Avec près d’une vingtaine de films sélectionnés et la présence du cinéaste Kleber Mendonça Filho au sein du jury, la 70e Berlinale s’impose comme une arène pour des artistes brésiliens en difficulté, mais combatifs, sous l’ère Bolsonaro.
« Beaucoup de réalisateurs se sont dépêchés de finir leur film cette année », par crainte de baisse des subventions, justifie le nouveau directeur artistique du festival, Carlo Chatrian, réfutant l’idée d’un choix politique ou d’un pied de nez au gouvernement en place. « Quand nous effectuons une sélection, nous ne regardons pas trop la nationalité. Ce n’est pas la priorité. Le premier critère est d’être surpris par le film », insiste-t-il.
Il n’empêche : ce n’est pas une première pour la Berlinale qui avait accueilli l’an dernier, sous la direction de son directeur d’alors, Dieter Kosslick, le film Marighella, décrit par son réalisateur comme « un des premiers produits culturels ouvertement à l’encontre de ce que représente (le président) Bolsonaro ». En 2017, des cinéastes brésiliens avaient également publié une lettre pour dénoncer le gouvernement de Michel Temer, arrivé au pouvoir après la destitution de Dilma Roussef, et sa politique menaçant la culture. Impopulaire et accusé de corruption, il a depuis été remplacé par l’ancien parachutiste d’extrême droite Jair Bolsonaro, qui, dès son entrée en janvier 2019, a supprimé le ministère de la Culture et coupe depuis à tour de bras les subventions dans le secteur.
« C’est le meilleur moment que le cinéma brésilien ait jamais eu et c’est exactement le moment où l’industrie du film locale est démantelée presque chaque jour », a déclaré, las, Kleber Mendonça Filho, le réalisateur primé à Cannes de Bacurau, au premier jour du festival. En lice pour l’Ours d’or, les réalisateurs de Tous les morts, Marco Dutra et Caetano Gotardo, se savent chanceux : l’aide publique accordée à leur projet, qui a démarré en 2012, n’a pas été remise en cause. Mais « l’incertitude » est un paramètre avec lequel il faut désormais composer, confient-ils.
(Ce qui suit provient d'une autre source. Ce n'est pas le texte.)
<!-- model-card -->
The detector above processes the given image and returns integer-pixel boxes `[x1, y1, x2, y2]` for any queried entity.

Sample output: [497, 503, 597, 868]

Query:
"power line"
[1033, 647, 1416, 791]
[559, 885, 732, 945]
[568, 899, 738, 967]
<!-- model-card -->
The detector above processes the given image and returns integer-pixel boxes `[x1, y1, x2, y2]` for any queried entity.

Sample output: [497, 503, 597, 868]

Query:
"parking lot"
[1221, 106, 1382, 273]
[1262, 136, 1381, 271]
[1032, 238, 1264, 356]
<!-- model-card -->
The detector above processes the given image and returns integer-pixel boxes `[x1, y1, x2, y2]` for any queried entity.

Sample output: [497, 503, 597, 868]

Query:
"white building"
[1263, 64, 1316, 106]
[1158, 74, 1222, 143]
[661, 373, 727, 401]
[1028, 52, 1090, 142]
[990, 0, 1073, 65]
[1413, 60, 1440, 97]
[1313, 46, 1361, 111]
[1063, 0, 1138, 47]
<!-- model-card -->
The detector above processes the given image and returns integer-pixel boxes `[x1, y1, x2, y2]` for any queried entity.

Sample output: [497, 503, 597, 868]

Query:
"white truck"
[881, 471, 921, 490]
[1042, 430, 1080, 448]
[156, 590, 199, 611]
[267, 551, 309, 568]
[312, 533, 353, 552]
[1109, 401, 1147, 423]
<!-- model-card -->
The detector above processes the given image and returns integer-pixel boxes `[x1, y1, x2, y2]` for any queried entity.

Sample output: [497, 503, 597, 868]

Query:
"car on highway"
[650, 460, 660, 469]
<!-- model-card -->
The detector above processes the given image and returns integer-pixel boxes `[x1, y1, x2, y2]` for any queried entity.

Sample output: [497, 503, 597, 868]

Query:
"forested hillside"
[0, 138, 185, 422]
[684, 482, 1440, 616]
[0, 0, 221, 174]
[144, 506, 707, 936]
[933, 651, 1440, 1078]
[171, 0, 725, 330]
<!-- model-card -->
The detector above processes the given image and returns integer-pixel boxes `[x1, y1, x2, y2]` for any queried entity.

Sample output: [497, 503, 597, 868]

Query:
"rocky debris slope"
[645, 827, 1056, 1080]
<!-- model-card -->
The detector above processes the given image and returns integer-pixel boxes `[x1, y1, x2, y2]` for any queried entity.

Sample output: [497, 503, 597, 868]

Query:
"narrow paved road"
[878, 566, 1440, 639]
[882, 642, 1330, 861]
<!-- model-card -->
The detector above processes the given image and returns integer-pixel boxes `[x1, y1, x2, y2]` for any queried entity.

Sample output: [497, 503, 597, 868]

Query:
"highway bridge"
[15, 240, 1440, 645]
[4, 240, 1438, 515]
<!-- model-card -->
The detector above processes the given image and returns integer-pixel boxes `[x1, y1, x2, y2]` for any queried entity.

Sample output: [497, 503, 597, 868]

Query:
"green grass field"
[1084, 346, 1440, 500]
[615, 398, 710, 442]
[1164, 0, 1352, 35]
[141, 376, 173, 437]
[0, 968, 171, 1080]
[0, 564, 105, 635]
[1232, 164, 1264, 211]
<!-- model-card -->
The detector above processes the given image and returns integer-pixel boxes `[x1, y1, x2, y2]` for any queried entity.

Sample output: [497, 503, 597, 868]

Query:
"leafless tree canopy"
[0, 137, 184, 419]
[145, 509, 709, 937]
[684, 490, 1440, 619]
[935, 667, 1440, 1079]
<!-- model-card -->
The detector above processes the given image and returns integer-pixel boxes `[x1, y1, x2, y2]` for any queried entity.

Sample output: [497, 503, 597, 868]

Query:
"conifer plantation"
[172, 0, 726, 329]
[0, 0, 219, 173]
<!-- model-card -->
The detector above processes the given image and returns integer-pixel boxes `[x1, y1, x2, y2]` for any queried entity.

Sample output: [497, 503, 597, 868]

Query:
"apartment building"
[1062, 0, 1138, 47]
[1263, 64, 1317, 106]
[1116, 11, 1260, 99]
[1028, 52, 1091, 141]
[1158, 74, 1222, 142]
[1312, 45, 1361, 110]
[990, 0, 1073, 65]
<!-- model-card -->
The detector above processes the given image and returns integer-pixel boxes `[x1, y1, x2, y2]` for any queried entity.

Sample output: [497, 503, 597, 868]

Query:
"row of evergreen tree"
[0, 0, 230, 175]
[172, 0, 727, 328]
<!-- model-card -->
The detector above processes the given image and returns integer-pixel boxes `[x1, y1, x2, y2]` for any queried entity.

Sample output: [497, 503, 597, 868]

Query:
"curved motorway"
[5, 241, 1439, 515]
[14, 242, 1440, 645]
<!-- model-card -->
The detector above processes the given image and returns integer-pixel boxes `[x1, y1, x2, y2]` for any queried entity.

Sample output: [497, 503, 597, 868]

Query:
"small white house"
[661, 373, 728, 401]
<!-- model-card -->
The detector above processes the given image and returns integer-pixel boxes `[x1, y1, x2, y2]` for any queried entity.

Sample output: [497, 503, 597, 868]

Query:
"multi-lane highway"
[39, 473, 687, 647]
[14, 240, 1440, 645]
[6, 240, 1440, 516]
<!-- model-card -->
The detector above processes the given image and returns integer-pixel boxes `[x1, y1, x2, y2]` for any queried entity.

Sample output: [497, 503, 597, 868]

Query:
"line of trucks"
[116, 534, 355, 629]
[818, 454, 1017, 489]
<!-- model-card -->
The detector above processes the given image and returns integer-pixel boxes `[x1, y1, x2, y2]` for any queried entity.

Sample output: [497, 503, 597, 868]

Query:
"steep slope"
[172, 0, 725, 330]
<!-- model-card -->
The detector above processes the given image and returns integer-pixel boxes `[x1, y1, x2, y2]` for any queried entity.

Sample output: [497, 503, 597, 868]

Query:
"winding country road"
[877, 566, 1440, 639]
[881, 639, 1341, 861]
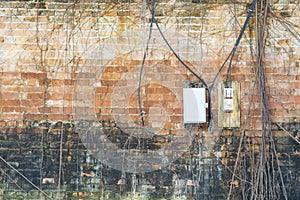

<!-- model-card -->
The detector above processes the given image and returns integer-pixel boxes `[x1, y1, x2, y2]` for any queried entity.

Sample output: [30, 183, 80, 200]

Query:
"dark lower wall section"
[0, 121, 299, 200]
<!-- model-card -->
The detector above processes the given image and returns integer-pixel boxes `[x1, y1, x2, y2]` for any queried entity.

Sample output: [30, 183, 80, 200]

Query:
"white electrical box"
[183, 88, 206, 123]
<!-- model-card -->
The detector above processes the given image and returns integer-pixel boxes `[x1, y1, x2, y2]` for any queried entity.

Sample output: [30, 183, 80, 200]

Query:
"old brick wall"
[0, 0, 299, 199]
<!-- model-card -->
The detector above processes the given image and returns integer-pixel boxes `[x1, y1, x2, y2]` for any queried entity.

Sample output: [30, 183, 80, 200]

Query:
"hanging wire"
[137, 0, 155, 127]
[211, 0, 257, 89]
[0, 156, 51, 199]
[0, 167, 27, 193]
[142, 0, 214, 132]
[227, 0, 256, 83]
[275, 122, 300, 145]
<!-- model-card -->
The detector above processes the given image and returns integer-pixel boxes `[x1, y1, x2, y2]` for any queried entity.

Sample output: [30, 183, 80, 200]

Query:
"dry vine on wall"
[227, 0, 300, 199]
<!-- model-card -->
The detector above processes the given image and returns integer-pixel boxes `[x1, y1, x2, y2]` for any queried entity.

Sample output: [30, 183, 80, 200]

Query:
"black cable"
[145, 0, 214, 132]
[210, 48, 234, 90]
[137, 0, 155, 126]
[211, 0, 257, 90]
[226, 0, 257, 85]
[140, 0, 257, 132]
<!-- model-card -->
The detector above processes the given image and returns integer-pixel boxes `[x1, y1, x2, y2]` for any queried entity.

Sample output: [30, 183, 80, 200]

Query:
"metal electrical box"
[183, 88, 206, 123]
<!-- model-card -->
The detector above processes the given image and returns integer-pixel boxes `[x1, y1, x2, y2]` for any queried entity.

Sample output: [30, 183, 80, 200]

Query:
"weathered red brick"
[21, 99, 44, 107]
[27, 93, 44, 100]
[21, 72, 46, 79]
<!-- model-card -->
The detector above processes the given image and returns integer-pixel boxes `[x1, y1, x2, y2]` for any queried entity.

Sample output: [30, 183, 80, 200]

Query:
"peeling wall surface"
[0, 0, 300, 199]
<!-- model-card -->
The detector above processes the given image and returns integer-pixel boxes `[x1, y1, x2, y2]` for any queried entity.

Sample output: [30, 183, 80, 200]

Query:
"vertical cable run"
[137, 0, 155, 126]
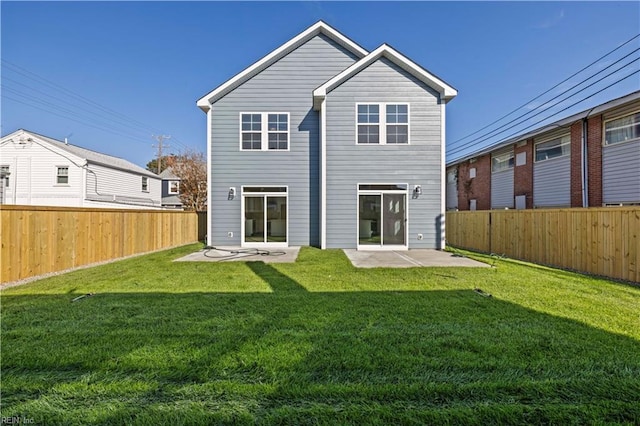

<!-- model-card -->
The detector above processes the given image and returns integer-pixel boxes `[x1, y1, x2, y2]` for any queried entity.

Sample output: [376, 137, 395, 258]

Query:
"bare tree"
[166, 151, 207, 211]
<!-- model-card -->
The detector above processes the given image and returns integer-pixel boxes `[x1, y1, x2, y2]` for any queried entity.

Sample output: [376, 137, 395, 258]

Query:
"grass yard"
[1, 245, 639, 425]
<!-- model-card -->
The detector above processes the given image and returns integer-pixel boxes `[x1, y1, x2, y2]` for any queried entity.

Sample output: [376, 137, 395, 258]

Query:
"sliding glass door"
[243, 187, 287, 246]
[358, 184, 407, 249]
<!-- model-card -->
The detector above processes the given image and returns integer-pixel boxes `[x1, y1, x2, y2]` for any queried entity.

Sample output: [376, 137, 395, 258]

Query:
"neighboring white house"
[0, 129, 162, 209]
[159, 167, 183, 209]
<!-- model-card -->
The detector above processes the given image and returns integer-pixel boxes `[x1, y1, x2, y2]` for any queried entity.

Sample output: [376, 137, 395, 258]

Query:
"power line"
[447, 54, 640, 157]
[449, 32, 640, 148]
[448, 69, 640, 163]
[1, 59, 192, 152]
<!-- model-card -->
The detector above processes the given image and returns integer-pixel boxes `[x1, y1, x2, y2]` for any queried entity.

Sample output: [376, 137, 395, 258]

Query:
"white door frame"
[356, 183, 408, 251]
[241, 186, 288, 248]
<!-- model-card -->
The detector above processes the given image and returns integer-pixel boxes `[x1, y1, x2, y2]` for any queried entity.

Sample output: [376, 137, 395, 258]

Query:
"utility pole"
[152, 134, 171, 174]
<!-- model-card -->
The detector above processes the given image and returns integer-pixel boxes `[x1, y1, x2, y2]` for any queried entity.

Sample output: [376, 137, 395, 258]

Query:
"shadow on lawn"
[2, 261, 640, 424]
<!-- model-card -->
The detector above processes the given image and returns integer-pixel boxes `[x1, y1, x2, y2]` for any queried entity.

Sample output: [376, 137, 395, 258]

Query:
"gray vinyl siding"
[491, 169, 514, 209]
[209, 34, 359, 246]
[533, 156, 571, 207]
[325, 57, 443, 249]
[603, 139, 640, 204]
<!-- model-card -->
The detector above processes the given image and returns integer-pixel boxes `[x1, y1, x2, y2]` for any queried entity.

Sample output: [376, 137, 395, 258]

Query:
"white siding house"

Grande fresque se déroulant après l’abolition de l’esclavage au XIXe siècle, Tous les morts se penche sur le destin d’une grande famille de Sao Paulo ruinée et expropriée et d’anciens esclaves tentant de défendre leurs traditions et de jouir de leur nouvelle liberté. Un film qui met à jour « le racisme » à l’œuvre au Brésil, souligne un des réalisateurs, avec notamment une scène où une jeune femme refuse les avances d’un prétendant métis, pourtant du même milieu social qu’elle, et avoue lui préférer un ouvrier blanc.
« Malgré de nombreuses théories encore très respectées prétendant que le Brésil s’est bâti sur le mélange des identités, la réalité est différente: c’est un pays très raciste », affirme Marco Dutra. Fiction sur des immigrants nigérians (Cidade Passaro), sur l’Amazonie (Luz nos trópicos, O reflexo do lago), sur une relation gay dans le Midwest brésilien (Vent sec), les propositions ne manquent pas.
« Ces dernières années, la diversité du cinéma brésilien s’est étoffée, donnant naissance à de nouveaux points de vue et à de meilleurs films. Ce mouvement ne va pas s’arrêter à cause de nouvelles politiques », affirme le réalisateur Marco Dutra, pour qui l’important est de « continuer à filmer. S’il le faut, aux téléphones portables ». Une position que partage largement Kleber Mendonça Filho : « beaucoup de jeunes Brésiliens m’interrogent. Je pense que c’est un grand moment pour faire des films, en particulier pour les jeunes ambitionnant de faire du cinéma. Nous avons la technologie pour cela ».